State debt may rise to 27 percent of gross domestic product without reaching a “critical” level, Nabiullina told reporters in Moscow today. Government debt currently stands at 9.5 percent of GDP, Finance Minister Alexei Kudrin said Feb. 2.

The government may need to continue running a deficit for two decades to meet its spending commitments, Nabiullina said. The shortfall may average between 2 percent and 3 percent of GDP a year to 2030 to fund infrastructure, pension and health-care reforms, lifting the level of state debt above 30 percent after 2025, according to the ministry’s explanatory note submitted to the government Feb. 10.

“This debt is safe from the point of view of not putting pressure on private investments,” Nabiullina said. “Of course, the smaller the debt, the better.”

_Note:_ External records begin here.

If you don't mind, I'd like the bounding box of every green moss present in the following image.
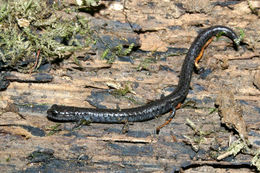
[124,96,140,105]
[215,28,244,47]
[101,43,135,64]
[112,84,131,96]
[247,0,259,15]
[46,124,62,136]
[137,57,157,71]
[236,28,245,46]
[0,0,94,72]
[77,0,100,6]
[252,150,260,171]
[182,100,217,115]
[5,155,10,162]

The Economy Ministry has two scenarios for Russia’s economic development through 2030, one based on “inertia” and the other on innovation, which proposes earmarking extra funds for education and research, Nabiullina said. Both forecasts are based on Urals crude, Russia’s chief export blend, rising by about 1 percent annually in real terms to $101 per barrel in 2020 and $140 per barrel in 2030.

Budget Deficit

The Finance Ministry is trying to narrow the budget shortfall from a 2010 gap of 3.9 percent. Urals crude averaged $94.4 per barrel in 2008 before plummeting to $61.1 the following year, helping swing the budget from a 4.1 percent surplus to a 5.9 percent gap, Kudrin said last week in Krasnoyarsk, Russia.

“When people say to me, let’s run a 3 percent deficit when oil costs $90 per barrel, I think that’s a hopeless policy,” Kudrin said. “State debt can’t be more than 30 percent.”

That level would pose dangers for Russia because of the country’s dependence on volatile revenue from oil, according to Kudrin. Increased state borrowing would also choke companies’ ability to raise funds, he said.